Disclaimer: We’re talking about explicit parallelism!
Why do we need to parallelise code?
This is what code usually looks like:
N <- 1000
for (i in 1:N){
result <- myFunction(...)
}
doStuff(result,...)
Which can be translated into an example everyone knows from school:
1 worker takes 6 months to build a house.
How long will it take to build 12 houses?
Let’s go parallel!
1 worker takes 6 months to build a house.
How long will 12 workers need to build 1 house?
Therefore: We can obviously improve performance of the overall task by increasing the number of workers/ processors/ threads.
Pro’s and Con’s:
install.packages(c("parallel","snow","doParallel"), dependencies = TRUE,repos = "http://cran.us.r-project.org")
Whenever you do things in parallel, there are some obstacles you need to overcome.
Steps from your sequential source code towards going parallel:
Analyse at which point the execution is ‘wasteing’ time.
Can this part of code be optimized (in sequential manner)?
Can this part of code be parallelized?
Steps 1 & 2 can easily solved by simple analysis of code.
Step 3 is where things become more complex.
You need to ask questions like:
Advanced:
Let’s find out what these questions mean:
Shared data source: I.e. a dataframe used as parameter for functions
Example:
Thread A | Thread B |
---|---|
A1: Read V | B1: Read V |
A2: Add 1 to V | B2: Add 1 to V |
A3: Write back to V | B3: Write back to V |
If B1 is executed somewhere between A1 and A3 or vice versa.
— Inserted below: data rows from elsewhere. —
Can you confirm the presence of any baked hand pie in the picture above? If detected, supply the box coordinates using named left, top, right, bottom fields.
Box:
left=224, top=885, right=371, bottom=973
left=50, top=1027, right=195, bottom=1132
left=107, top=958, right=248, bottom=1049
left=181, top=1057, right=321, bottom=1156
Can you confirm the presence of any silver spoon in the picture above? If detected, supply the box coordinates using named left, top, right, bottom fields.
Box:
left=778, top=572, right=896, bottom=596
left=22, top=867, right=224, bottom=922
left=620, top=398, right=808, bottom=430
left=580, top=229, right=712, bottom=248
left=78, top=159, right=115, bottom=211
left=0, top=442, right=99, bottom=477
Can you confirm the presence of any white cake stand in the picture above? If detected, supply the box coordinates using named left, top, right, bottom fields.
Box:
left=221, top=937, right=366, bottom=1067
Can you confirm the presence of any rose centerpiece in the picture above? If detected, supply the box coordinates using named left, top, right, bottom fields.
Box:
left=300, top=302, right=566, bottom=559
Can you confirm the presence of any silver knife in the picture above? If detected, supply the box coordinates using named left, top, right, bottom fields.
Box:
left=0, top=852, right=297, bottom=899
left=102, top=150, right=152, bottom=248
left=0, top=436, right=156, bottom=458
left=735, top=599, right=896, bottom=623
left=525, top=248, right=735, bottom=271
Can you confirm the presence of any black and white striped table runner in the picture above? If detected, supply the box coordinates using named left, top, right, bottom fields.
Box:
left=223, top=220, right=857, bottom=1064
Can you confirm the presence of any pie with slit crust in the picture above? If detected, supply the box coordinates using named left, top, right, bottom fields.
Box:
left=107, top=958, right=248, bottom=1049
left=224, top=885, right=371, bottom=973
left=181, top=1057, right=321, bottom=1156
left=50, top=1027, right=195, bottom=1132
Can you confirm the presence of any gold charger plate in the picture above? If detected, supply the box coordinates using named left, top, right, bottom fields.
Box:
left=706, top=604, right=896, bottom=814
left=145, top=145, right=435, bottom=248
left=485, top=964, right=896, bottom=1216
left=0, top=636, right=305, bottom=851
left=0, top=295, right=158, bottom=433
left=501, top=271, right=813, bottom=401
The code will return incorrect data. V = 2 instead of V = 3! Now imagine you’re putting a lock on each variable while you’re using it.
Thread A | Thread B |
---|---|
A1: Read V | B1: Read W |
A2: Read W | B2: Read V |
A3: Wait for W to be unlocked! | B3: Wait for V to be unlocked! |
lapply and sapply call a function for each item of a vector or a list
Readin ATM data
A <- read.table("http://www.trutschnig.net/Datensatz.txt", head=TRUE)
head(A)
Create dataframe to compare the runtime
funct <- c("lapply", "sapply", "parLapply", "parSapply", "doParallel")
runtime <- c(0,0,0,0,0)
compare <- data.frame(funct, runtime)
lapply returns a list
lapply(1:3, function(x) log10(x))
init <- Sys.time()
lapply(A$sum_out, function(x) log10(x))
compare$runtime[1] <- Sys.time() - init
sapply returns a vector or matrix
a = 2
sapply(1:3, function(x) c("log" = log10(x), "quad" = x^a))
init <- Sys.time()
sapply(A$sum_out, function(x) c("quad" = x^a, "log" = log10(x)))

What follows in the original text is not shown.